Let $(X, d)$ be a metric space and $\mathcal P(X)$ the space of all Borel probability measures on $X$. I'm reading below theorem in this lecture note.
Lemma 6.2. Suppose $\mu, \mu_1, \mu_2,\ldots \in \mathcal P(X)$ such that $\mu_n \to \mu$ weakly. Then for any lower semicontinuous, bounded below $g: X \rightarrow \mathbb{R} \cup\{+\infty\}$, $$ \liminf _{n \rightarrow \infty} \int g d \mu_{n} \geq \int g d \mu. $$
This result also appears as Theorem A.3.11. in Dupuis's textbook A weak convergence approach to the theory of large deviations.
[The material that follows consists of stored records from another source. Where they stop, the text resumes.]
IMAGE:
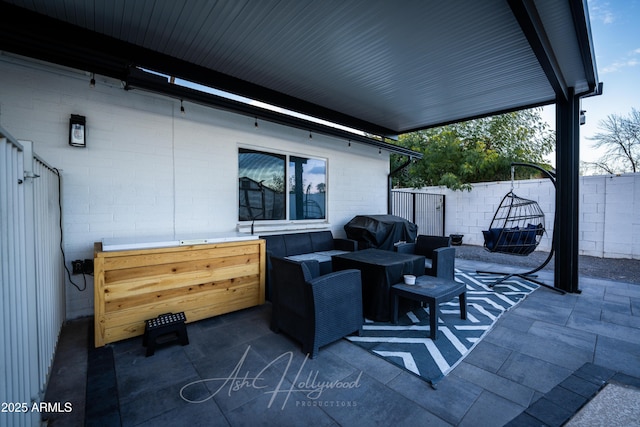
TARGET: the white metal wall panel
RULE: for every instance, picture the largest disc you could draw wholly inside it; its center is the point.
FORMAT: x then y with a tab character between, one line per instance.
50	296
28	332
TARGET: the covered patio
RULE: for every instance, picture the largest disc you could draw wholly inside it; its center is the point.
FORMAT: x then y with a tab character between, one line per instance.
383	68
299	78
543	361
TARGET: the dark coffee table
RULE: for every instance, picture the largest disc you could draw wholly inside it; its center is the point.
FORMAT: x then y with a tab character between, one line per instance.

For sure, the lower semicontinuous function $g$ is measurable, but not necessarily integrable. Take $x \mapsto e^x$ as an example. How can we take the limit $$ \liminf _{n \rightarrow \infty} \int g d \mu_{n} $$ if there are some $g$ and $N$ such that $$ \int g d \mu_{N} = +\infty? $$
As @KurtG. mentioned in a comment, the fact that $g:X \to \mathbb R \cup \{+\infty\}$ is l.s.c. and bounded from below ensures that $\int f \mathrm d \mu \in \mathbb R \cup \{+\infty\}$. On the other hand, the convergence in $\mathbb R \cup \{\pm\infty\}$ is well-defined with the order topology mentioned here and here.